Burger King is ruling a larger fast-food kingdom.
The U.S.-based restaurant chain made it official Tuesday announcing that it agreed to merge with the Canada-based Tim Hortons restaurant chain. The deal, worth about $11 billion, will create the world's third largest quick service restaurant company with about $23 billion in sales and more than 18,000 restaurants in 100 countries.
The new global company will be headquartered in Canada, but each brand will be managed independently, with Burger King retaining its U.S. offices in Miami, the two companies said in a joint statement.
The new base in Canada could allow Burger King to reduce its U.S. tax bill -- a recent report by KPMG found that total tax costs in Canada are about 46% lower than in the U.S.
These so-called inversions allow companies to transfer money earned outside the U.S. to the parent company without paying additional U.S. taxes. As more companies have used inversions, Pres. Obama and Congress have publicly criticized the moves because it cuts into U.S. tax revenue.
Tim Hortons shareholders will get $65.50 in cash and 0.8025 common shares of the new company for each share owned, under the terms of the agreement.

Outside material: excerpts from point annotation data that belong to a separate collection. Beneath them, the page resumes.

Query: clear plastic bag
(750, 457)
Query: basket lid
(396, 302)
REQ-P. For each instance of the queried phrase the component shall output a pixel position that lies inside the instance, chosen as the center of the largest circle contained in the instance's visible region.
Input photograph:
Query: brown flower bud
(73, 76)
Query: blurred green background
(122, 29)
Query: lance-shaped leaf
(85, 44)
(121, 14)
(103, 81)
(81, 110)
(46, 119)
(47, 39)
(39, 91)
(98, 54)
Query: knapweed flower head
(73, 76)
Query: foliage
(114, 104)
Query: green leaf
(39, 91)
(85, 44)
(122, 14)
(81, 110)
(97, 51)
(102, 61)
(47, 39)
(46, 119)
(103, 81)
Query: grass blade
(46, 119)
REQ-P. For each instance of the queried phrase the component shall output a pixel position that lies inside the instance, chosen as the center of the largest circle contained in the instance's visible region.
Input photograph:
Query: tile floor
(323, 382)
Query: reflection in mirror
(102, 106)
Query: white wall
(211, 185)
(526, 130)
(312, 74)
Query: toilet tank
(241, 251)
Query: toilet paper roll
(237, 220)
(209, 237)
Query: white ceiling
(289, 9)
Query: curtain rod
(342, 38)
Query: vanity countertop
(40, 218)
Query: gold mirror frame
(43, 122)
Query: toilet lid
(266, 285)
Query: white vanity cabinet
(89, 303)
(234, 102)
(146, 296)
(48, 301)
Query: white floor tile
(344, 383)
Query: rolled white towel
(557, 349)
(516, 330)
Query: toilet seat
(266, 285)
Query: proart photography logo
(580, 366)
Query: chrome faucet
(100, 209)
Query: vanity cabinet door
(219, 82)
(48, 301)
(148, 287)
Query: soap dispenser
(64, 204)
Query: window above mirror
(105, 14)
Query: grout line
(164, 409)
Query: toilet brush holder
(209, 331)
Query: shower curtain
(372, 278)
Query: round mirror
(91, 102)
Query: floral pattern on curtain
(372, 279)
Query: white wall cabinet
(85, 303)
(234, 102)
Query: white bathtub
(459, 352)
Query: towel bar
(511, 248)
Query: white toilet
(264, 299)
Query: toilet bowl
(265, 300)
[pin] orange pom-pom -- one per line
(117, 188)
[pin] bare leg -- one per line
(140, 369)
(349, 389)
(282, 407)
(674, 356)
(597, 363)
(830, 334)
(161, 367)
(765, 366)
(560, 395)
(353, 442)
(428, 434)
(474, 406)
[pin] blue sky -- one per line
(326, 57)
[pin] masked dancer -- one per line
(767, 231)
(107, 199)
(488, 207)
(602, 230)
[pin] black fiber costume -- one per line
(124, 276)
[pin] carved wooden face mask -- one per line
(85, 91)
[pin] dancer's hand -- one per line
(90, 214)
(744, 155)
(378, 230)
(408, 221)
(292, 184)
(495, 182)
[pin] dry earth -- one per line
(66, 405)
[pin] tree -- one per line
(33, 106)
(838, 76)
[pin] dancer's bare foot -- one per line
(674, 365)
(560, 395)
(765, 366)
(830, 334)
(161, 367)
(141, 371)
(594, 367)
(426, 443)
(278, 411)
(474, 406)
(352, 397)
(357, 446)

"By bringing together our two iconic companies under common ownership, we are creating a global (quick service restaurant) powerhouse," said Alex Behring, executive chairman of Burger King and managing partner of 3G Capital, the majority owner of Burger King.
Warren Buffett's investment firm Berkshire Hathaway committed $3 billion of preferred equity financing for the deal, but will not have any participation in the management and operation of the business, the companies said.
"Our combined size, international footprint and industry-leading growth trajectory will deliver superb value and opportunity for both Burger King and Tim Hortons shareholders, our dedicated employees, strong franchisees, and partners. We have great respect for the Tim Hortons team and look forward to working together to realize the full potential of these two extraordinary businesses."